Friday, March 10, 2006

Divine Encounters

It was the quirkiest of weeks, it was ... no, it was just that. The only excitement during school this week happened yesterday when I discovered the book sale at Vanier--I managed to pick up Frye's Fables of Identity and The Modern Century: The Whidden Lectures 1967 for a sum of $5. That, and my professor in my Thursday morning class, Anthropology of Relgion--whose presence is meek as a secret mouse--threw a full-blown hissy fit because one-fifth of the class showed up, and most of the class was chattering. Then, ironically, being an ethnographer of rural Thailand Buddhism, when he was telling the class anger creates bad karma in Buddhism, well, he got the joke and laughed it off. My Thursday Shakespeare class was cancelled, too. Otherwise we're starting to prepare for our McLuhan / Frye debate (I, aligning myself with McLuhan), as well as my final two papers--one on Waiting For Godot and the second, hopefully, using Frye to examine the twentieth century development of cosmic evolution in either Lovecraft and/or Rudolf Steiner / Zecharia Sitchin.

Of course, I have been keeping up posting on my other blog for the Writer / Critic class--we're now discussing T.S. Eliot. I can't imagine a course better than this one. Everything we do in class related to our readings depends solely on our ability, not on what the professor or university wants us to get out of it--so I can get away with writing entries, like this week, suggesting how T.S. Eliot's "The Love Song of J. Alfred Prufrock" plays as though it were a radio or gramophone tune off the pages, but with the voice or melody of Ecclesiastes.
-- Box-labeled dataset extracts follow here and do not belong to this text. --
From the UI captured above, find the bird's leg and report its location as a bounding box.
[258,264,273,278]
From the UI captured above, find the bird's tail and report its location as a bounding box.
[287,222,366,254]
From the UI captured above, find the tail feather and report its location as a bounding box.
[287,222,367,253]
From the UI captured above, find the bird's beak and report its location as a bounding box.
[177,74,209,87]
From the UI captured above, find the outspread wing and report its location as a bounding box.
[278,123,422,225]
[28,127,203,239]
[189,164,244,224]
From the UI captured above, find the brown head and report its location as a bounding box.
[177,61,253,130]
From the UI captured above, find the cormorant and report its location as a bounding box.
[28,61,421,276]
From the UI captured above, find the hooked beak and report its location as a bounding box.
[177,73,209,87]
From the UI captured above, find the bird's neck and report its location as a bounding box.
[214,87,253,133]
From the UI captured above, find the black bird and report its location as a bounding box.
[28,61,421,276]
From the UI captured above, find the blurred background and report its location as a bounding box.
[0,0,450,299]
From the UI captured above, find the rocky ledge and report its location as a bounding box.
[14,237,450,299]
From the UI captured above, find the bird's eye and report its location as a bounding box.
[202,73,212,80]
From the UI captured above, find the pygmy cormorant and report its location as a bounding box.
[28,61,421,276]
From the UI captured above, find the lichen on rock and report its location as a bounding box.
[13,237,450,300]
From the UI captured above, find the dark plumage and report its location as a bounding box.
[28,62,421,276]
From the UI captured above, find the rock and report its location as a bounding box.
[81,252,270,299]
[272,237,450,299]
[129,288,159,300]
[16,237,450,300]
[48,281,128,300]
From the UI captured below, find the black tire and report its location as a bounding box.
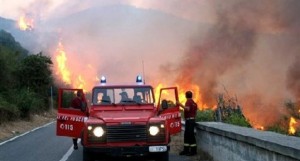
[155,151,169,161]
[82,148,94,161]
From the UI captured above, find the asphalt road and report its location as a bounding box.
[0,123,192,161]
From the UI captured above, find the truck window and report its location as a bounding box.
[159,90,176,109]
[92,87,154,105]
UPDATE: Saw The Libertine last night. What a bold and decadent movie. Fun-filled, I have say. It was great especially watching Rochester's play for Charles II, replete with women performing a choral dance with dildos, his servant 'Moorcock' refusing to play the part of 'Little Clitoris' and a gigantic, oversized replica of a penis complete with a midget atop being rolled across the stage towards an equally giant ... well, you get the point. Yet it was still great, serious, literary drama. Opens with Rochester addressing the audience telling them how much they won't like (read: pity) him, and once again at the end he provokes the audience to think whether they still like him because he was converted on his deathbed.

2 Comments:

Blogger Pious Labours said...

Went to the same booksale: found a copy of Andrew Marvell's works, Boswell's Journal of the Hebrides, and most astonishingly of all, a 1924 edition of the works of William Cowper. Total: 4 bucks!!! I've been to that booksale 3 times and always go back, even though I'm not at York anymore.

9:22 AM  
Blogger Davyth said...

I made the mistake of passing by the book sale with a measely seven dollars in my pocket. Which, by the way, was my 'lunch money'--just enough money left over for a plate of food and drink at the pub. As fate would have it, class was cancelled that day, so I went home early anyways, not having to starve.